Some females produce litters in both April and August, but others produce just one litter annually during one of these periods. Sexual maturation of the young occurs the winter following their birth. Red squirrels may live 10 years, although 3-5 years is the average life span for adults.
Predators: Raccoons, foxes, bobcats, coyotes, weasels, minks, fishers, hawks, owls, and martens are predators of the red squirrel.
Social Behavior:
  • Social System - Pugnacious, fearless, timid, saucy, curious, and loquacious are terms early naturalists used to characterize the red squirrel. While more descriptive terms are used today, these older words do capture the personality of the red squirrel. The red squirrel is sedentary, solitary, and promiscuous, and defends a territory of 0.4-3.2 ha (1-8 acres). During breeding season, males wander from their territories. While in estrous, a female permits their encroachment on her territory.

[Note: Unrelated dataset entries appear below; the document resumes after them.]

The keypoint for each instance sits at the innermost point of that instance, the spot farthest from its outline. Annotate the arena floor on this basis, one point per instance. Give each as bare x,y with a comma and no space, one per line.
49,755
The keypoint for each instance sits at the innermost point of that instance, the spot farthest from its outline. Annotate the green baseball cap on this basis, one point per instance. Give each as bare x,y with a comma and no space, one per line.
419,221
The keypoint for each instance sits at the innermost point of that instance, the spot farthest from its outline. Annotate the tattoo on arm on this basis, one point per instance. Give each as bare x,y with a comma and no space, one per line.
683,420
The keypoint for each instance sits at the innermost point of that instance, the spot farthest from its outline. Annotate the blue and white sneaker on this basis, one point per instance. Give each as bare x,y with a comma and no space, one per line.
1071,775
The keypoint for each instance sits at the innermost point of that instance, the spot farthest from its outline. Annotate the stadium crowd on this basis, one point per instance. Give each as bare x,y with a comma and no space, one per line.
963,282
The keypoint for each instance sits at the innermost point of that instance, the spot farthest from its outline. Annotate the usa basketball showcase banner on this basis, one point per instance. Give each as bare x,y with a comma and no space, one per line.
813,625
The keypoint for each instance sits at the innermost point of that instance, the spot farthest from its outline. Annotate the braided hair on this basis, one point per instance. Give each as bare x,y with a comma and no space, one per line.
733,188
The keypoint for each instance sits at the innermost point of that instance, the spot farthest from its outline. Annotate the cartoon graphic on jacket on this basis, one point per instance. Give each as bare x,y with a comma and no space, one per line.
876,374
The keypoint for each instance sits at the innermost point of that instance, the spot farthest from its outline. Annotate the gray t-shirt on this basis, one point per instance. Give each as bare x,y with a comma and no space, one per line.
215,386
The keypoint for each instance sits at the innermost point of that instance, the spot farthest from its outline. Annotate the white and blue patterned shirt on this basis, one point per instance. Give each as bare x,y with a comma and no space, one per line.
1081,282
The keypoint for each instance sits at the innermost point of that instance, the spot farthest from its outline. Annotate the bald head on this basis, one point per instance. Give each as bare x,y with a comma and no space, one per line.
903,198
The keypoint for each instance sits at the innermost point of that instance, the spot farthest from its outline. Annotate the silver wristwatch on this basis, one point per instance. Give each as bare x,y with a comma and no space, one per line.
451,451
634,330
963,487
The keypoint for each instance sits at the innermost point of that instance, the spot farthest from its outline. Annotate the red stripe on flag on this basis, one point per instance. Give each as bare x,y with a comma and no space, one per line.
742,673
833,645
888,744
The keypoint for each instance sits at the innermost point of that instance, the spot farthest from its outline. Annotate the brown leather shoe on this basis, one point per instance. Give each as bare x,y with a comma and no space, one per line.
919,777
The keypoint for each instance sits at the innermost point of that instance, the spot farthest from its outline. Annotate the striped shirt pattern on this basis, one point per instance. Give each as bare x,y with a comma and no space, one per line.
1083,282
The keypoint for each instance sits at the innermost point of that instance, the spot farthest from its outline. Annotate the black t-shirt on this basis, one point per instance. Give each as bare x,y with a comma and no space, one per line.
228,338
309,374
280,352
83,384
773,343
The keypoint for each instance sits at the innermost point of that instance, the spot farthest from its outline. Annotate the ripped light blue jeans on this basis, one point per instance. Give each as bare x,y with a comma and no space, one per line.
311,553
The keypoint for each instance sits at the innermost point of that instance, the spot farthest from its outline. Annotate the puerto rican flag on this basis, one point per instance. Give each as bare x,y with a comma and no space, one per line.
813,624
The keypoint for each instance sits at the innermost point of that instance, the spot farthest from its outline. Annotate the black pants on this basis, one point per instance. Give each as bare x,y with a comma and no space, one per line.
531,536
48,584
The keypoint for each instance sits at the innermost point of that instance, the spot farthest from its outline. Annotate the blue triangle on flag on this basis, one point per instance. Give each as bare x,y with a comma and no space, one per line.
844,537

  • Communication - A resident red squirrel gives a long, rattling buzz, the notes slowing and fading, when another red squirrel enters its territory. At the highest intensity, tail-jerking and foot stamping accompany the call. Neighboring red squirrels may respond with similar calls, producing a chorus. This call functions to advertise an occupied territory and to increase the distance between individuals. A slowly repeated “whuuk” occurs as an alarm call. Motor patterns, posturing, and chemical signals convey information among red squirrels, but are not as specialized as vocalizations, a consequence of the lifestyle amidst concealing conifer.